Total synthesis of belizentrin methyl ester: the polyhydroxylated sidechain

Abstract

Herein, the first concise total synthesis of belizentrin methyl ester as a stable derivative of the natural product is described. Belizentrin was isolated as a structurally complex secondary metabolite from the marine dinoflagellate Prorocentrum belizeanum. This polyketide is a potent neurotoxin decorated with 16 stereocentres in total, comprising of a polyunsaturated macrocyclic core structure and a polyhydroxylated sugar-based sidechain.
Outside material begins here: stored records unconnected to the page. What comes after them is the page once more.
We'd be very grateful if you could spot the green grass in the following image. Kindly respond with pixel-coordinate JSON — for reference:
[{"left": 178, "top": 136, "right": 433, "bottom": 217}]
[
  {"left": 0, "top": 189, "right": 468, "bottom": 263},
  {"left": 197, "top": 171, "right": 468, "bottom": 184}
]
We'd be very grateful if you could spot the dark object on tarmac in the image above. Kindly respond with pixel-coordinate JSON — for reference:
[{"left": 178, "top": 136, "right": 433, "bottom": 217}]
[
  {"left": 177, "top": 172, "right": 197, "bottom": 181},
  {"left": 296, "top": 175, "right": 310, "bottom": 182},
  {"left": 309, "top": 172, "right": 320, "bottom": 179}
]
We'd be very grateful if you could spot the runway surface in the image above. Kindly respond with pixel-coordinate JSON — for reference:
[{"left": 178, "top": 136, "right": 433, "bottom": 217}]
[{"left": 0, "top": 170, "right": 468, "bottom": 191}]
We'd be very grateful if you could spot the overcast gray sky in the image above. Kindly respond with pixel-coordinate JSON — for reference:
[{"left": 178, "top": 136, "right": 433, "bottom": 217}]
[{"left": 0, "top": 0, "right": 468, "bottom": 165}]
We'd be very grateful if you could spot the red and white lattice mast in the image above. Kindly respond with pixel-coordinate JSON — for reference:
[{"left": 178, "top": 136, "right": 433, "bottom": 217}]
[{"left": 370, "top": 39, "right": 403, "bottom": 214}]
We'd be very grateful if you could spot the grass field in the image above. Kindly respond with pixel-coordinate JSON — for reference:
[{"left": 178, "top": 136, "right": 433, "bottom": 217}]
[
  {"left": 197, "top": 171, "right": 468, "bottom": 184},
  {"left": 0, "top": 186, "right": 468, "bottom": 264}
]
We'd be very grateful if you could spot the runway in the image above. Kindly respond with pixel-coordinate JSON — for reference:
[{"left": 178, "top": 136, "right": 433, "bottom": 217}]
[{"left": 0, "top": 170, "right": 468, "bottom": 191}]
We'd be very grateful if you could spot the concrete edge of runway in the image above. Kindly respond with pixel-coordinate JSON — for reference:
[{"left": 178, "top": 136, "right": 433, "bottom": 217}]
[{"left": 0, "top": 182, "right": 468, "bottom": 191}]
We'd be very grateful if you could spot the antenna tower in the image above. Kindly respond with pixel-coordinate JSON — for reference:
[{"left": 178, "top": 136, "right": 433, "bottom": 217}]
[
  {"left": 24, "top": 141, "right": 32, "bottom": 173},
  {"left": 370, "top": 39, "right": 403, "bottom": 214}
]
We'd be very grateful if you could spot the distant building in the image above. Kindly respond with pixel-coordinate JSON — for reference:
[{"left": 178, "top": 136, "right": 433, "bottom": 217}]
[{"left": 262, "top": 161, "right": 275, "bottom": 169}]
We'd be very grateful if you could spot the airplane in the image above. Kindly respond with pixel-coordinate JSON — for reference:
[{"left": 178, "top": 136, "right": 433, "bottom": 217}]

Key steps of the synthesis of the western polyhydroxylated sidechain enclosed an E-selective Wittig olefination and a Sharpless dihydroxylation aiming for the central all-syn-triol motif. The route towards its C-glucosidic core involved the preparation of a highly enolizable phosphorus ylide which could only be obtained after P-alkylation of the corresponding bromo ketone in benzene glass. The western belizentrin fragment was obtained in 17 steps (LLS) with an overall yield of 3-5% starting from the commercially available amino acid L-glutamic acid and the per-Oacetyl derivative of alpha-D-glucose. The final coupling of the western and eastern belizentrin counterparts was finally achieved via the Kocienski modification of the Julia olefination after transmetallation to zinc regarding the vulnerability of the highly base-sensitive polyene motif.